My husband once taught a message to our church back in Davenport on the idea of the “two camps” we have in Christianity:
- The Glory of God
- The Grace of God
Usually, because of things past and present, we find ourselves with our tents pitched in one of the other. Generally, more conservative, reformed types live in the Glory of God camp, where God is very big and we are very small. On the extreme, this camp is “letter of the law” in their theology. The Grace of God camp is generally where the more progressive, post-Christian, less conservative people live. The extreme in this camp is that truth is colored by culture and that continual, habitual sin is, well, okay…because there’s always enough grace, right?
Yes, there always is enough grace. So much grace that a man died on a cross for it all. Yes, there are many things in the Bible that are clearly true, and there are many things that aren’t so clearly true.
The problem, Tim says, is when we do camp in one side or another, never venturing out or engaging with the other camp. Life is full of constant wandering and the world is big. We should explore it with the Holy Spirit and the things illuminated to be true to us as our guide.
Maybe it’s just me, my own introspection into my heart, or the blogs I read, or the people I follow on social media, or the conversations I overhear when I choose to write over coffee and not my kitchen table, but I sense a shift in culture. I used to think most of us lived on a midline, or even perhaps too far into conservatism. Now, however, I kind of see a lot of people expressing a truth-is-relative, no consequences world.
We think we are living more free in our grace, but I think we may be living under an illusion that our actions don’t have a cost because we aren’t the direct beneficiaries of it.
I know the Apostle Paul says everything is permissible and not beneficial, but not everything is wise.
I’ve found myself asking questions of my own behavior lately, in light of Titus 2.
Could what I say call in to question my faith? Could someone criticize me for using this word or that word, even though I don’t see a problem with it?
Could what I do – what I eat, drink or how I spend my time cause another person to see a relationship with Christ as something that doesn’t really make me any different?

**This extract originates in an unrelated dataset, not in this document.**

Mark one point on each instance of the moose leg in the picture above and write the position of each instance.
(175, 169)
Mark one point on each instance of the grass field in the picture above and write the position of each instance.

Am I taking my faith seriously enough that I recognize the cost of grace for me and the need for grace for others?
I am realizing my actions, big and small, have very significant consequences. That in order to live the Gospel, using words or not, I actually need to live the Gospel.
I need to live a life of dying to myself, dying to my perceptions, and surrendering the “I’m entitled this behavior because of grace!” attitude I can have. Because the truth is we’re not entitled to anything except believing and receiving the grace given to us.
Is a life of quiet faith the one that speaks the loudest?